Among developed countries, Japan has the lowest prevalence of both dementia in general and Alzheimer’s disease. Coconut is not popular in Japanese cuisines.
So, epidemiological studies reveal that Alzheimer’s disease is high in coconut producing and consuming countries, and is difficult to co-relate that coconut oil or the meat, lowers the risk of AD.
The progression of Alzheimer’s is often not a steady downward cycle. It usually includes periods of stability and even improvement—which can muddy possible therapeutic benefits.
Insulin resistance promotes brain pathology and promotes the development of Alzheimer’s Disease.
Alzheimer’s disease may be considered as the Diabetes of the brain.

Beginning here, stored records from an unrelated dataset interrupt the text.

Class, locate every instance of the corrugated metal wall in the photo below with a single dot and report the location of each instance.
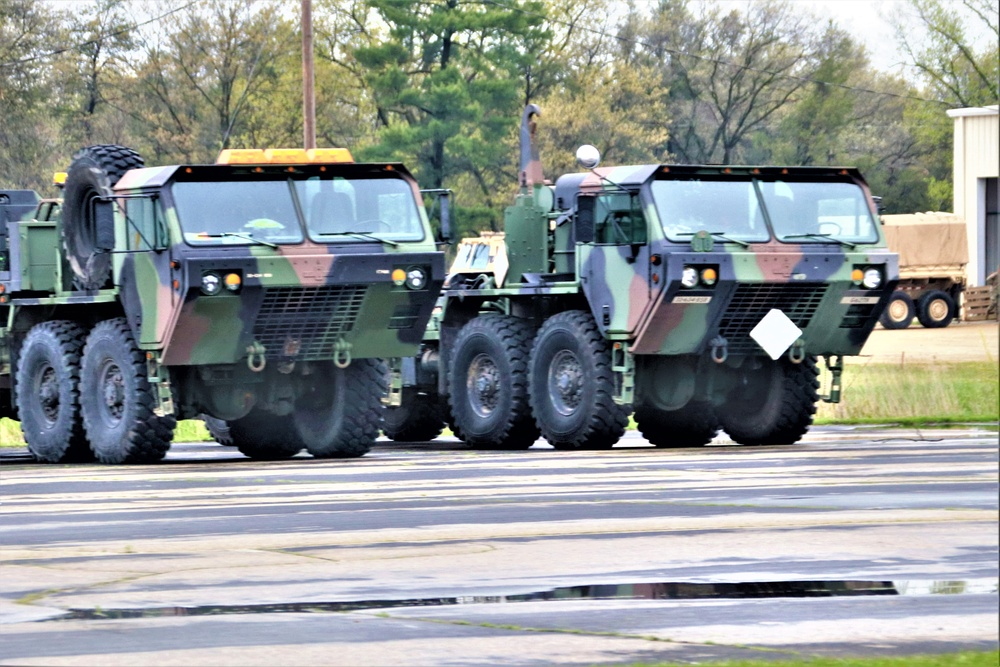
(977, 159)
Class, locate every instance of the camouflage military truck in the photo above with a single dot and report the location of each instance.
(702, 297)
(265, 290)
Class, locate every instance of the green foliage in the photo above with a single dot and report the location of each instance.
(440, 85)
(916, 393)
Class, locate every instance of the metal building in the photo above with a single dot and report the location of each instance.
(976, 177)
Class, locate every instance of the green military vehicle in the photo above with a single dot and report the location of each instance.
(266, 290)
(701, 297)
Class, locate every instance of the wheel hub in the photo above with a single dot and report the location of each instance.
(113, 391)
(566, 382)
(48, 394)
(937, 309)
(484, 385)
(897, 310)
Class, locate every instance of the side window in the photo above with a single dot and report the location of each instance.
(143, 224)
(618, 219)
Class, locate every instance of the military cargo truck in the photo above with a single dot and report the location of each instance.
(266, 290)
(933, 253)
(699, 296)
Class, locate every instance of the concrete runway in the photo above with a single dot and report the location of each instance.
(857, 541)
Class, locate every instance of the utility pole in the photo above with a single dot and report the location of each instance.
(308, 79)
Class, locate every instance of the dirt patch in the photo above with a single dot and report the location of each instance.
(961, 341)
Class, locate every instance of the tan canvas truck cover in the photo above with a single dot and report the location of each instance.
(930, 245)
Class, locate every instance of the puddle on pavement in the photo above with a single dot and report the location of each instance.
(638, 591)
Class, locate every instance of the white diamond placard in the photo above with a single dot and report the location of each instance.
(775, 333)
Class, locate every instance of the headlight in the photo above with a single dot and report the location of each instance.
(689, 277)
(872, 279)
(233, 282)
(416, 278)
(211, 284)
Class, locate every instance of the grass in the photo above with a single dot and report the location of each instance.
(872, 394)
(915, 394)
(962, 659)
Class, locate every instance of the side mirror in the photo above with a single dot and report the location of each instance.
(104, 225)
(444, 200)
(586, 205)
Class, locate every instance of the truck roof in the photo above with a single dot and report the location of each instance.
(935, 238)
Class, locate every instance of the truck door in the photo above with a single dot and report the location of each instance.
(145, 275)
(613, 261)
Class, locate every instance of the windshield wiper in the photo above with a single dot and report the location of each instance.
(237, 235)
(719, 235)
(821, 236)
(361, 235)
(248, 237)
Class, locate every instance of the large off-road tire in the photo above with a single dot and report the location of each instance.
(265, 436)
(572, 385)
(773, 404)
(48, 396)
(117, 401)
(488, 383)
(898, 312)
(340, 416)
(936, 309)
(219, 430)
(694, 425)
(92, 174)
(418, 418)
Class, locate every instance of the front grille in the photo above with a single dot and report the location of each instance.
(751, 302)
(858, 315)
(306, 322)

Insulin receptors do not seem to be responding to insulin in the brain
New research today says that insulin, the hormone used to treat diabetes, might someday be useful for treating Alzheimer’s disease
Alzheimer’s treatments: What’s on the horizon?
Despite many promising leads, new treatments for Alzheimer’s are slow to emerge.
Several years ago, researchers learned that beta-amyloid interacts with another protein called Fyn. When combined with beta-amyloid, Fyn is over-activated, which triggers a destruction of connections between nerve cells (synapses) in the brain. Studies are currently in progress for drugs that inhibit the Fyn protein.
There is some evidence to suggest that the fatty acids (MCT) in coconut indirectly result in higher levels of a protein called acetylcholinesterase. High levels of this protein seem to be seen in people with Alzheimer’s disease, and the current treatment is to lower the acetylcholinesterase level.
This may mean that coconut oil be harmful to be given to Alzheimer’s patients.